So as the author of one of the linked answers (Elasticsearch vs Cassandra vs Elasticsearch with Cassandra), I suppose that I should weigh in here.
those alleged loses may had been because of some bugs that have been solved in these years.
This is an absolutely true statement. The answer I wrote is almost six years old, and ElasticSearch has grown to be a much more reliable product in that time. That being said, there are some things which Cassandra can do that ElasticSearch just wasn't designed to do (and vice-versa).
what extra features does Cassandra offer...
I can think of a few, which I'll summarize here:
- Write throughput/performance/latency
ElasticSearch is a search engine based on the Lucene project. Handling large amounts of write throughput at low latencies is just not something that it was designed to do; at least not "out of the box." There are ways to configure ElasticSearch to be better at this, as described here: Techniques to Achieve High Write Throughput With ElasticSearch. But in terms of building a new cluster with minimal config, you'll spend less time engineering Cassandra to accomplish this.
"Sometimes ElasticSearch loses writes"
Yes, I wrote that. Again, ElasticSearch has improved. A lot. But I still see this happen under high write throughput conditions. When a cluster is engineered for a certain level of throughput, and an application exceeds those tolerances causing a node to become overwhelmed from the write back-pressure, writes will be lost.
Cassandra is not immune to this problem, either. It just has a higher tolerance for it.
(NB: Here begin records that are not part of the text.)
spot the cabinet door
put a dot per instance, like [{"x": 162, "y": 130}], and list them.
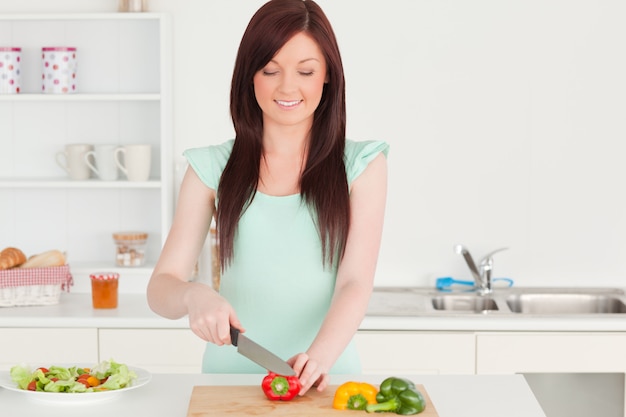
[
  {"x": 156, "y": 350},
  {"x": 550, "y": 352},
  {"x": 405, "y": 353},
  {"x": 45, "y": 347}
]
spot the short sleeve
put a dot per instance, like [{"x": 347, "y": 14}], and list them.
[
  {"x": 358, "y": 155},
  {"x": 209, "y": 162}
]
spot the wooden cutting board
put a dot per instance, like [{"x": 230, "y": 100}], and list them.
[{"x": 250, "y": 401}]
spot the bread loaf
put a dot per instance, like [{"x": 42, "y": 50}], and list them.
[
  {"x": 11, "y": 257},
  {"x": 45, "y": 259}
]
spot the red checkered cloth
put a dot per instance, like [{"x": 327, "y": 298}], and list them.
[{"x": 51, "y": 275}]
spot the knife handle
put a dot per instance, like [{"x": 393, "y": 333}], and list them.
[{"x": 234, "y": 335}]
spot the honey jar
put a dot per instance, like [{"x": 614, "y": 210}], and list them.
[{"x": 104, "y": 289}]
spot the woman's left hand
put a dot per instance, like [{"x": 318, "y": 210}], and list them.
[{"x": 310, "y": 372}]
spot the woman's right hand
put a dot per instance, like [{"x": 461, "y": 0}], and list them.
[{"x": 210, "y": 315}]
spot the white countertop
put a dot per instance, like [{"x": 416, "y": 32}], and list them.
[
  {"x": 168, "y": 395},
  {"x": 75, "y": 311}
]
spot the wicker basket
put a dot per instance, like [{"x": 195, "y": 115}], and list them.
[{"x": 34, "y": 286}]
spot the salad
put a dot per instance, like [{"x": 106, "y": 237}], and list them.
[{"x": 107, "y": 375}]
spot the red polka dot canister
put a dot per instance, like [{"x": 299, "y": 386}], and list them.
[
  {"x": 59, "y": 66},
  {"x": 10, "y": 69}
]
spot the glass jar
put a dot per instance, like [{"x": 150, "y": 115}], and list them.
[
  {"x": 130, "y": 248},
  {"x": 104, "y": 289}
]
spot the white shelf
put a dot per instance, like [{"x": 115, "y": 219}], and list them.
[
  {"x": 86, "y": 268},
  {"x": 79, "y": 97},
  {"x": 63, "y": 183},
  {"x": 81, "y": 16},
  {"x": 126, "y": 98}
]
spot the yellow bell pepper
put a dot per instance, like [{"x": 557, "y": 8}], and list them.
[{"x": 354, "y": 396}]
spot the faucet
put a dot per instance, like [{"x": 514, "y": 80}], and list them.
[{"x": 482, "y": 275}]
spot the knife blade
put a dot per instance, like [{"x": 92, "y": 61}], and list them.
[{"x": 258, "y": 354}]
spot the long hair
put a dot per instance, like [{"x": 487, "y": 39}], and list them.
[{"x": 323, "y": 183}]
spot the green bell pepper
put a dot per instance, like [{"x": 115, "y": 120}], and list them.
[{"x": 398, "y": 395}]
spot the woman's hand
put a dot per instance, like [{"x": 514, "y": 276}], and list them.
[
  {"x": 210, "y": 315},
  {"x": 310, "y": 372}
]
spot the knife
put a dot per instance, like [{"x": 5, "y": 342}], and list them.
[{"x": 260, "y": 355}]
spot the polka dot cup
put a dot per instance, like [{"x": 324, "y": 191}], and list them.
[
  {"x": 10, "y": 63},
  {"x": 58, "y": 70}
]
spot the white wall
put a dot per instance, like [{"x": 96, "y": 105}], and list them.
[{"x": 506, "y": 121}]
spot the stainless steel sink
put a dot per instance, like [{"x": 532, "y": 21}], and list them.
[
  {"x": 565, "y": 303},
  {"x": 469, "y": 303},
  {"x": 502, "y": 302}
]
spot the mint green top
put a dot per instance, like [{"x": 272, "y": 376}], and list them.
[{"x": 277, "y": 282}]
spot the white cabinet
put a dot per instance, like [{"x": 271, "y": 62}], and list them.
[
  {"x": 124, "y": 97},
  {"x": 561, "y": 366},
  {"x": 156, "y": 350},
  {"x": 45, "y": 347},
  {"x": 405, "y": 353},
  {"x": 528, "y": 352}
]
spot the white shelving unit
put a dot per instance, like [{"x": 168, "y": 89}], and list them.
[{"x": 124, "y": 97}]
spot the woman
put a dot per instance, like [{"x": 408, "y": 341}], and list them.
[{"x": 299, "y": 209}]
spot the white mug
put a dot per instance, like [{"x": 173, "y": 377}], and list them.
[
  {"x": 137, "y": 160},
  {"x": 104, "y": 159},
  {"x": 72, "y": 160}
]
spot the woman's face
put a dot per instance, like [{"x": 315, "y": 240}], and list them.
[{"x": 289, "y": 88}]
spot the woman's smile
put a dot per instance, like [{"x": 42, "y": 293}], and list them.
[{"x": 288, "y": 103}]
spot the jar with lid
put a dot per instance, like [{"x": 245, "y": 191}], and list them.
[
  {"x": 130, "y": 248},
  {"x": 104, "y": 289}
]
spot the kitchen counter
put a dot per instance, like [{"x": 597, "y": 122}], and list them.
[
  {"x": 168, "y": 395},
  {"x": 75, "y": 311}
]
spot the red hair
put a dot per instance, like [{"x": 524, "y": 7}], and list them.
[{"x": 323, "y": 184}]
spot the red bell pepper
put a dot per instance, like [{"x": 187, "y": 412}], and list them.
[{"x": 280, "y": 387}]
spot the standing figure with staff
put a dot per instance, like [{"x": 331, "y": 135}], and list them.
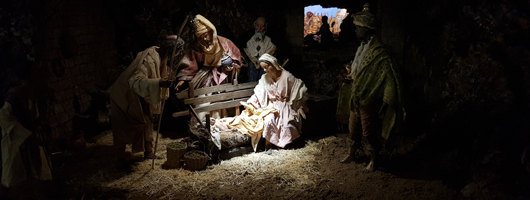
[{"x": 137, "y": 96}]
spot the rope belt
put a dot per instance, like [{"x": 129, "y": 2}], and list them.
[{"x": 282, "y": 99}]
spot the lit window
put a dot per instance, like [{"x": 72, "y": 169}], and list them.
[{"x": 313, "y": 19}]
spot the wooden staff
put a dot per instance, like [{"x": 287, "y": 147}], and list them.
[{"x": 164, "y": 101}]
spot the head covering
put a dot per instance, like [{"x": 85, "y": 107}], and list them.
[
  {"x": 365, "y": 18},
  {"x": 271, "y": 59},
  {"x": 203, "y": 25}
]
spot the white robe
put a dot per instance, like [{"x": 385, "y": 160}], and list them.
[{"x": 285, "y": 126}]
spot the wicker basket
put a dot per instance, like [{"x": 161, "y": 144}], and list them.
[
  {"x": 175, "y": 151},
  {"x": 196, "y": 160}
]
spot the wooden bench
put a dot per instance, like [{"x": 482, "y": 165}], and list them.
[{"x": 224, "y": 96}]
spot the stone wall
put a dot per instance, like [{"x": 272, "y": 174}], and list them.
[
  {"x": 294, "y": 31},
  {"x": 391, "y": 18},
  {"x": 80, "y": 55}
]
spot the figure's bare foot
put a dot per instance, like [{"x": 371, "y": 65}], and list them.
[
  {"x": 370, "y": 168},
  {"x": 347, "y": 159}
]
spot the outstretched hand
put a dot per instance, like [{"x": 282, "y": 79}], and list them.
[
  {"x": 301, "y": 112},
  {"x": 165, "y": 82},
  {"x": 177, "y": 87}
]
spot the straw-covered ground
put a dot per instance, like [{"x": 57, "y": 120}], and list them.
[{"x": 310, "y": 172}]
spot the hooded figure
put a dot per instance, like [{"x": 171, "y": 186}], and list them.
[
  {"x": 212, "y": 60},
  {"x": 375, "y": 91}
]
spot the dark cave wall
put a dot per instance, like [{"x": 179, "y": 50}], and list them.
[
  {"x": 72, "y": 43},
  {"x": 466, "y": 77},
  {"x": 80, "y": 52}
]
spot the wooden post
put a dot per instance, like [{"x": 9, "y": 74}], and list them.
[
  {"x": 208, "y": 124},
  {"x": 190, "y": 90}
]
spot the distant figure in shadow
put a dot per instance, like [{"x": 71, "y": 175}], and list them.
[
  {"x": 376, "y": 107},
  {"x": 326, "y": 36},
  {"x": 23, "y": 153},
  {"x": 347, "y": 33}
]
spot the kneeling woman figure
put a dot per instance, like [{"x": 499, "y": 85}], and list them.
[{"x": 279, "y": 89}]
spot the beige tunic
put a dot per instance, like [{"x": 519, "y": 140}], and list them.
[{"x": 137, "y": 85}]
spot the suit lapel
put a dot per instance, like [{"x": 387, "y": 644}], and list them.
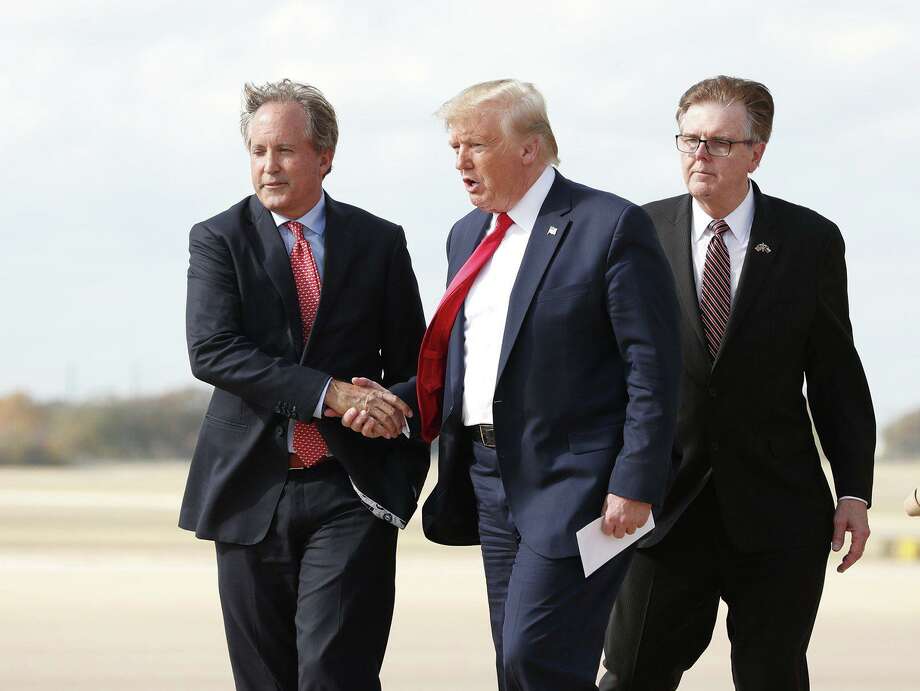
[
  {"x": 677, "y": 247},
  {"x": 758, "y": 264},
  {"x": 340, "y": 248},
  {"x": 541, "y": 246},
  {"x": 277, "y": 265}
]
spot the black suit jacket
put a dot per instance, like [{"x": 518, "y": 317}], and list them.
[
  {"x": 246, "y": 338},
  {"x": 743, "y": 420},
  {"x": 586, "y": 390}
]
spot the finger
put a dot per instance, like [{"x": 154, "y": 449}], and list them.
[
  {"x": 366, "y": 383},
  {"x": 840, "y": 526},
  {"x": 396, "y": 402}
]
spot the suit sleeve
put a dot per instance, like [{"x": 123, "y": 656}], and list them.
[
  {"x": 220, "y": 352},
  {"x": 838, "y": 393},
  {"x": 643, "y": 310}
]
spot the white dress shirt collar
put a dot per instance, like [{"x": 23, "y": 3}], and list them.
[
  {"x": 314, "y": 219},
  {"x": 525, "y": 212},
  {"x": 739, "y": 220}
]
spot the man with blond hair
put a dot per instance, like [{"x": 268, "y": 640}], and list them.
[
  {"x": 550, "y": 371},
  {"x": 762, "y": 287},
  {"x": 291, "y": 294}
]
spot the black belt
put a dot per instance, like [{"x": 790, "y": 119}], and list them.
[{"x": 483, "y": 434}]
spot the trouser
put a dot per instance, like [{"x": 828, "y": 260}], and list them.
[
  {"x": 309, "y": 607},
  {"x": 666, "y": 611},
  {"x": 547, "y": 619}
]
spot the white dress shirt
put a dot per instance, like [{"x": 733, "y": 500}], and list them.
[
  {"x": 486, "y": 306},
  {"x": 736, "y": 241}
]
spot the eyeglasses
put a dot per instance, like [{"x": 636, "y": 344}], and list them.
[{"x": 714, "y": 147}]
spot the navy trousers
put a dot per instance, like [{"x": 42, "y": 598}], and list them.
[
  {"x": 548, "y": 620},
  {"x": 309, "y": 608}
]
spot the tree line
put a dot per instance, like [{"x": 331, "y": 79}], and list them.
[{"x": 166, "y": 427}]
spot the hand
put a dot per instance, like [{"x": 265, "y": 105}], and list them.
[
  {"x": 624, "y": 516},
  {"x": 852, "y": 516},
  {"x": 387, "y": 412}
]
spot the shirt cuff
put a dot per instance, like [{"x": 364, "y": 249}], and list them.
[
  {"x": 321, "y": 403},
  {"x": 855, "y": 498}
]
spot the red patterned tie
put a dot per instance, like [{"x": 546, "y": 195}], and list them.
[
  {"x": 432, "y": 359},
  {"x": 309, "y": 445},
  {"x": 716, "y": 292}
]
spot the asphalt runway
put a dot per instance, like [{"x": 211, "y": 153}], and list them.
[{"x": 99, "y": 590}]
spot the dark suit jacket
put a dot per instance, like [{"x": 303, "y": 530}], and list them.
[
  {"x": 246, "y": 338},
  {"x": 743, "y": 419},
  {"x": 586, "y": 392}
]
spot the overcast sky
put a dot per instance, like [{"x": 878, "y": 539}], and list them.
[{"x": 121, "y": 122}]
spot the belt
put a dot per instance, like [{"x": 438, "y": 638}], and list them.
[
  {"x": 483, "y": 434},
  {"x": 296, "y": 463}
]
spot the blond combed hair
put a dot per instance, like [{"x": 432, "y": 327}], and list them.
[{"x": 522, "y": 108}]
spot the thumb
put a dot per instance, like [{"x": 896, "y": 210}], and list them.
[{"x": 839, "y": 532}]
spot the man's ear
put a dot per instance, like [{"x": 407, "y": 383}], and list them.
[
  {"x": 530, "y": 150},
  {"x": 757, "y": 151}
]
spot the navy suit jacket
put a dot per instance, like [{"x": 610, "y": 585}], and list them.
[
  {"x": 586, "y": 392},
  {"x": 246, "y": 338}
]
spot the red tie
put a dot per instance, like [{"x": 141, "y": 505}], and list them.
[
  {"x": 309, "y": 445},
  {"x": 432, "y": 359},
  {"x": 716, "y": 291}
]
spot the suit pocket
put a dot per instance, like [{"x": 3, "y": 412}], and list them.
[
  {"x": 560, "y": 292},
  {"x": 605, "y": 437},
  {"x": 215, "y": 421},
  {"x": 791, "y": 444}
]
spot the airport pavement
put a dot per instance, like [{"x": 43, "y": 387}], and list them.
[{"x": 99, "y": 590}]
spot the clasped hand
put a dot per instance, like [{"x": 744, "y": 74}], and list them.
[{"x": 367, "y": 408}]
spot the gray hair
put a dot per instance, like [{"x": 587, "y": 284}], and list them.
[
  {"x": 322, "y": 127},
  {"x": 726, "y": 91},
  {"x": 521, "y": 105}
]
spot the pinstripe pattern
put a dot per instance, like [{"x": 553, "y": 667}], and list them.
[{"x": 716, "y": 292}]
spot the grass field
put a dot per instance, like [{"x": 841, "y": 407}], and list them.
[{"x": 99, "y": 590}]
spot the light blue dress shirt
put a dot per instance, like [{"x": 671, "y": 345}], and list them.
[{"x": 314, "y": 232}]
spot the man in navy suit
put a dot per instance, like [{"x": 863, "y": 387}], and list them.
[
  {"x": 559, "y": 399},
  {"x": 290, "y": 294}
]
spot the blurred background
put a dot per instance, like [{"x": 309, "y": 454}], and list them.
[{"x": 122, "y": 131}]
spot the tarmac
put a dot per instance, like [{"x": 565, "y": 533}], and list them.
[{"x": 100, "y": 590}]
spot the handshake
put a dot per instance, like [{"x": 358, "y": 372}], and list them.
[{"x": 367, "y": 408}]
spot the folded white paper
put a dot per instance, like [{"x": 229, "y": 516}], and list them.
[{"x": 597, "y": 549}]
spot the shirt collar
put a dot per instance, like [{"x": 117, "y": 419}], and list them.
[
  {"x": 314, "y": 219},
  {"x": 525, "y": 212},
  {"x": 739, "y": 220}
]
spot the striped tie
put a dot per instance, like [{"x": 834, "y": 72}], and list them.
[{"x": 716, "y": 293}]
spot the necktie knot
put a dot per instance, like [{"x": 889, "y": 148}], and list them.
[
  {"x": 718, "y": 227},
  {"x": 503, "y": 223},
  {"x": 296, "y": 227}
]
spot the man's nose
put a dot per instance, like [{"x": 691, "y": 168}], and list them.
[{"x": 463, "y": 158}]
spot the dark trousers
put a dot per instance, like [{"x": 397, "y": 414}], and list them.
[
  {"x": 309, "y": 608},
  {"x": 547, "y": 619},
  {"x": 666, "y": 611}
]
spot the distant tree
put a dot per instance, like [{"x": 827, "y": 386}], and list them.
[
  {"x": 902, "y": 437},
  {"x": 24, "y": 432}
]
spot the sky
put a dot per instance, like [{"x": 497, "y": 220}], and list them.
[{"x": 122, "y": 132}]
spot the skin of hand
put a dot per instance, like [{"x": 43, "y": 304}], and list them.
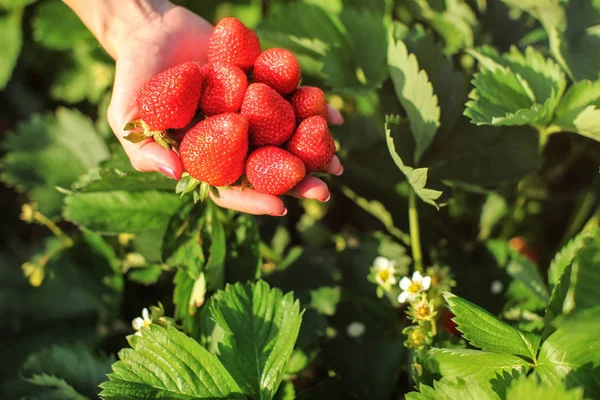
[{"x": 164, "y": 36}]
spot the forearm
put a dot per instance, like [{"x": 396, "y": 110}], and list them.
[{"x": 110, "y": 21}]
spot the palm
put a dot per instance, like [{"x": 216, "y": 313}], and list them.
[{"x": 175, "y": 37}]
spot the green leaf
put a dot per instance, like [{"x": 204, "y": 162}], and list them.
[
  {"x": 454, "y": 389},
  {"x": 165, "y": 363},
  {"x": 487, "y": 332},
  {"x": 10, "y": 47},
  {"x": 32, "y": 151},
  {"x": 58, "y": 36},
  {"x": 566, "y": 255},
  {"x": 577, "y": 288},
  {"x": 261, "y": 326},
  {"x": 12, "y": 4},
  {"x": 75, "y": 365},
  {"x": 363, "y": 67},
  {"x": 115, "y": 212},
  {"x": 578, "y": 111},
  {"x": 454, "y": 21},
  {"x": 396, "y": 130},
  {"x": 515, "y": 89},
  {"x": 476, "y": 365},
  {"x": 415, "y": 93},
  {"x": 531, "y": 388},
  {"x": 569, "y": 356},
  {"x": 325, "y": 299}
]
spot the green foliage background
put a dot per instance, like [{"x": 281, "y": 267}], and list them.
[{"x": 481, "y": 115}]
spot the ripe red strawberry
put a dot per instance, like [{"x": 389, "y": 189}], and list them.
[
  {"x": 313, "y": 144},
  {"x": 232, "y": 42},
  {"x": 169, "y": 100},
  {"x": 271, "y": 117},
  {"x": 214, "y": 151},
  {"x": 278, "y": 68},
  {"x": 308, "y": 101},
  {"x": 224, "y": 88},
  {"x": 272, "y": 170}
]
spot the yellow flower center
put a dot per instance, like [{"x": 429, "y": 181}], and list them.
[
  {"x": 414, "y": 287},
  {"x": 384, "y": 274}
]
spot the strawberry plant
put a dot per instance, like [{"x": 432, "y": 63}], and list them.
[{"x": 442, "y": 243}]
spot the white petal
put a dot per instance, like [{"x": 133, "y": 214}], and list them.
[
  {"x": 145, "y": 314},
  {"x": 405, "y": 283},
  {"x": 137, "y": 323},
  {"x": 381, "y": 263},
  {"x": 403, "y": 296},
  {"x": 417, "y": 277},
  {"x": 426, "y": 283}
]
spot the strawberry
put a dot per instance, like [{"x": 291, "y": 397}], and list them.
[
  {"x": 271, "y": 117},
  {"x": 278, "y": 68},
  {"x": 232, "y": 42},
  {"x": 224, "y": 88},
  {"x": 214, "y": 151},
  {"x": 167, "y": 101},
  {"x": 313, "y": 144},
  {"x": 308, "y": 101},
  {"x": 272, "y": 170}
]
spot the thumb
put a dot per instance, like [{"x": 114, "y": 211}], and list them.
[{"x": 149, "y": 156}]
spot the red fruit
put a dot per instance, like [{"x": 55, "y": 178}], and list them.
[
  {"x": 232, "y": 42},
  {"x": 313, "y": 144},
  {"x": 214, "y": 151},
  {"x": 169, "y": 100},
  {"x": 278, "y": 68},
  {"x": 520, "y": 245},
  {"x": 308, "y": 101},
  {"x": 272, "y": 170},
  {"x": 271, "y": 117},
  {"x": 224, "y": 88}
]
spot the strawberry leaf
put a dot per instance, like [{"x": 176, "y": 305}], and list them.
[
  {"x": 415, "y": 93},
  {"x": 515, "y": 89},
  {"x": 416, "y": 177},
  {"x": 10, "y": 47},
  {"x": 579, "y": 110}
]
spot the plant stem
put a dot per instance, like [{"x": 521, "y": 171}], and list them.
[{"x": 415, "y": 239}]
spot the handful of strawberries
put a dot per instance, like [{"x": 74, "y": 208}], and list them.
[{"x": 271, "y": 131}]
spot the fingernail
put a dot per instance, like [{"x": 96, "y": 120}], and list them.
[
  {"x": 281, "y": 214},
  {"x": 167, "y": 171}
]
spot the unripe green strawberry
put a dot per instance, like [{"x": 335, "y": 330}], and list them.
[
  {"x": 224, "y": 88},
  {"x": 169, "y": 100},
  {"x": 308, "y": 101},
  {"x": 272, "y": 170},
  {"x": 271, "y": 117},
  {"x": 313, "y": 144},
  {"x": 278, "y": 68},
  {"x": 232, "y": 42},
  {"x": 214, "y": 151}
]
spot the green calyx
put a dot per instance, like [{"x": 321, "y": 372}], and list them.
[
  {"x": 139, "y": 130},
  {"x": 200, "y": 190}
]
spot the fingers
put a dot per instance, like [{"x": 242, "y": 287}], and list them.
[
  {"x": 311, "y": 188},
  {"x": 250, "y": 201},
  {"x": 335, "y": 167},
  {"x": 334, "y": 117}
]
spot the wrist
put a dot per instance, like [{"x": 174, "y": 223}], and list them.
[{"x": 114, "y": 21}]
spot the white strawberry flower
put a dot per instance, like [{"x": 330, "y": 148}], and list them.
[
  {"x": 384, "y": 271},
  {"x": 412, "y": 287},
  {"x": 142, "y": 322}
]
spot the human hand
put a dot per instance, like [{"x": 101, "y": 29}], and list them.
[{"x": 170, "y": 36}]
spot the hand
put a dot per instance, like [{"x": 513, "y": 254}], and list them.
[{"x": 167, "y": 38}]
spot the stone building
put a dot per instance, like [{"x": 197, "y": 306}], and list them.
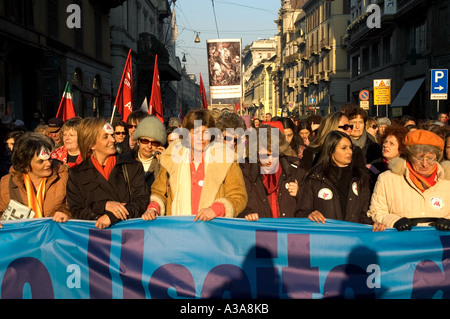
[
  {"x": 412, "y": 38},
  {"x": 44, "y": 44}
]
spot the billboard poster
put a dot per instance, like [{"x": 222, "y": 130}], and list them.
[{"x": 224, "y": 66}]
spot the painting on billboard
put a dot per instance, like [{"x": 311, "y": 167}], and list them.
[{"x": 224, "y": 64}]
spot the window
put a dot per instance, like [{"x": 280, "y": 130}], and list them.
[
  {"x": 387, "y": 54},
  {"x": 443, "y": 27},
  {"x": 375, "y": 55},
  {"x": 52, "y": 22},
  {"x": 356, "y": 66},
  {"x": 98, "y": 36},
  {"x": 21, "y": 11},
  {"x": 365, "y": 60},
  {"x": 78, "y": 32},
  {"x": 417, "y": 38}
]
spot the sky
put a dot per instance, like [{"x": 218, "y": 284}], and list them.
[{"x": 248, "y": 20}]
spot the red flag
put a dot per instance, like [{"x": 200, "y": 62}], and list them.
[
  {"x": 203, "y": 93},
  {"x": 66, "y": 110},
  {"x": 124, "y": 98},
  {"x": 155, "y": 105},
  {"x": 181, "y": 116}
]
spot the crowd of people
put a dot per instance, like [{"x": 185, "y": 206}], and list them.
[{"x": 387, "y": 173}]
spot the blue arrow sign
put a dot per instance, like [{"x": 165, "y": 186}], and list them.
[{"x": 439, "y": 83}]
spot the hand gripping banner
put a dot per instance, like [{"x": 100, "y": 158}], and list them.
[{"x": 175, "y": 257}]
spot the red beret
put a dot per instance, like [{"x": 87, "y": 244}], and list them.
[{"x": 424, "y": 137}]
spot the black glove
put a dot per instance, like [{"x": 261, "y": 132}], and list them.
[
  {"x": 404, "y": 224},
  {"x": 443, "y": 224}
]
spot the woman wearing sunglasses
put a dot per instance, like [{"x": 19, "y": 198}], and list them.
[
  {"x": 335, "y": 188},
  {"x": 199, "y": 175},
  {"x": 106, "y": 187},
  {"x": 415, "y": 186},
  {"x": 150, "y": 136},
  {"x": 337, "y": 121}
]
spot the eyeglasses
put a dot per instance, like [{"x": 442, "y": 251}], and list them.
[
  {"x": 346, "y": 127},
  {"x": 146, "y": 142},
  {"x": 227, "y": 138},
  {"x": 421, "y": 160}
]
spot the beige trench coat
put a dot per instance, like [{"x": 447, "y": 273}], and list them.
[{"x": 395, "y": 196}]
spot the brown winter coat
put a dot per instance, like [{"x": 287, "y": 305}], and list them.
[
  {"x": 55, "y": 190},
  {"x": 223, "y": 181}
]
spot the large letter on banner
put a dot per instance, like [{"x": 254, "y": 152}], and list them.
[{"x": 177, "y": 258}]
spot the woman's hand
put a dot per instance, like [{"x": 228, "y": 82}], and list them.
[
  {"x": 378, "y": 227},
  {"x": 293, "y": 188},
  {"x": 205, "y": 214},
  {"x": 60, "y": 217},
  {"x": 317, "y": 217},
  {"x": 103, "y": 222},
  {"x": 150, "y": 214},
  {"x": 118, "y": 209},
  {"x": 253, "y": 217}
]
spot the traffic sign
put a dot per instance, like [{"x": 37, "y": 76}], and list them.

If you were to use them both together, architecting something like Kafka to "throttle" the write throughput to each would be a good approach.
- Multi Data center High Availability (MDHA)
With the ability to define logical data centers and availability zones (racks), Cassandra has always been good at replicating a data set over multiple regions.
This is problematic for ElasticSearch, as it does not have a concept of a logical data center, and its "master" nodes are not active/active.
- Peer nodes vs. role-based nodes
As a follow-up to my MDHA point, ElasticSearch now allows for nodes to be designated with a "role" in the cluster. You can specify multiple nodes to act as the "master" role, in-charge of adding and updating indexes. Any node can direct search traffic to the nodes which work under the "data" role. In fact, one way to improve write throughput (my first talking point), is to designate a node or two with the "ingest" role, which can prevent read and write traffic from interfering with each other.
This deviates from Cassandra's approach where every node is a peer, and can handle reads and writes. Being able to treat all nodes the same, simplifies maintenance and administration. And "no," despite popular misconception, a "seed" node not is not anything special.
To me, this is the fundamental difference between the two. Querying is not the same as searching. They may seem similar, but they are quite different.
Retrieving data by matching a pattern on one or multiple columns/properties is searching. Also with searching, the number of results is more of an unknown beforehand. Sure, Cassandra has added some features in the last few years to allow for pattern matching based on LIKE
queries (I don't recommend its use). But when the ability to "search" a data set is required, Cassandra can't compete with ElasticSearch.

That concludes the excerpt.